Claire Clémence de Maillé (25 February 1628 – 16 April 1694) was a French noblewoman from the Brézé family and a niece of Cardinal Richelieu. She married Louis de Bourbon, Prince of Condé, known as Le Grand Condé (The Great Condé), and became the mother of Henri Jules. She was Princess of Condé and Duchess of Fronsac.

Life
Claire Clémence was born at Brézé in the historical province of Anjou, France, as the daughter of Urbain de Maillé, marquis de Brézé, seigneur de Milly, seigneur de Thévalles, and Marshal of France. Her mother was Nicole du Plessis, the sister of Cardinal Richelieu. She had an older brother, Jean Armand de Maillé-Brézé, who became an Admiral of the French Royal Navy (La Royale).

When she was five years old, her uncle, the Cardinal, arranged her betrothal to the French prince du sang, Louis de Bourbon, who would become the renowned general le Grand Condé, "the Great Condé." Under the pretext of educating her, she was taken from her family and entrusted to Mme Boutillier, wife of the Superintendent of Finance, who gave her a mediocre education.

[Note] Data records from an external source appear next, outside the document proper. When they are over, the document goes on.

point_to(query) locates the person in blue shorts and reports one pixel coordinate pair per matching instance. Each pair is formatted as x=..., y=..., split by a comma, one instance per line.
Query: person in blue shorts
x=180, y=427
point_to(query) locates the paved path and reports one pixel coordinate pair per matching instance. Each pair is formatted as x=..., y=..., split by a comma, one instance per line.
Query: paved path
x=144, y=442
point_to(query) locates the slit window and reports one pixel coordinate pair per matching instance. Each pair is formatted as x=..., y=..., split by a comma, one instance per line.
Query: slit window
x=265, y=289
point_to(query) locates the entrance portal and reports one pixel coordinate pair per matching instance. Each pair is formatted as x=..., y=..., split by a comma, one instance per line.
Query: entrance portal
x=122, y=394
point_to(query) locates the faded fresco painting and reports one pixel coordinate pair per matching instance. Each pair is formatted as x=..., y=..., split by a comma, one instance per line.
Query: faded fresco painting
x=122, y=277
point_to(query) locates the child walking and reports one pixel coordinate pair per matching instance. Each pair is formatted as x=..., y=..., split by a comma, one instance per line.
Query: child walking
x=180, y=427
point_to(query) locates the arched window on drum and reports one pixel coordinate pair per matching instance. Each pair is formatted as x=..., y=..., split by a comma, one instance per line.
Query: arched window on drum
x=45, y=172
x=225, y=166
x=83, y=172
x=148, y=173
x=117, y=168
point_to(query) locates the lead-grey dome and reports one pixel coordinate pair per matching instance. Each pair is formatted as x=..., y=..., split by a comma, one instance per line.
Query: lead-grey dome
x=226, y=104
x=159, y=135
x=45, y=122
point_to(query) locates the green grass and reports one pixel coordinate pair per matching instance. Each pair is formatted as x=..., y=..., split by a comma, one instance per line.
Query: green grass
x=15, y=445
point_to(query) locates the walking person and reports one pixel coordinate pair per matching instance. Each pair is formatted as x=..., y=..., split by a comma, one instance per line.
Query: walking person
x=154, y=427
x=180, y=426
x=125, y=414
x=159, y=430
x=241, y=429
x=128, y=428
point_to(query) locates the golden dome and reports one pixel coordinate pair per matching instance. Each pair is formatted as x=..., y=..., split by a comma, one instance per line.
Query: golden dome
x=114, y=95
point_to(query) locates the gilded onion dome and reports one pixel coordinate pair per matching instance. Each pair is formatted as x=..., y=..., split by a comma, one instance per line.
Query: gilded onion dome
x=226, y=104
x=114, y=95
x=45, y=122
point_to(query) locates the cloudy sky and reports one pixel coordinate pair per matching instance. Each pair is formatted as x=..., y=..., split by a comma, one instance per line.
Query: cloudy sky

In 1641, Claire Clémence married Louis at Milly-le-Meugon. Louis, then the duc d'Enghien, was barely twenty years old and had already had several mistresses. In love at the time with Marthe Poussard (called Mlle du Vigean), he protested in vain against the marriage, but his father, Henri, Prince of Condé, forced him to wed Claire Clémence.

The marriage took place on 11 February 1641 at the Palais-Royal in Paris.

As she married a member of the reigning House of Bourbon, she became a Princess of the Blood and had the style Serene Highness. After his father's death in 1646, her husband became the First Prince of the Blood, which was the most important rank behind that of the members of the royal family.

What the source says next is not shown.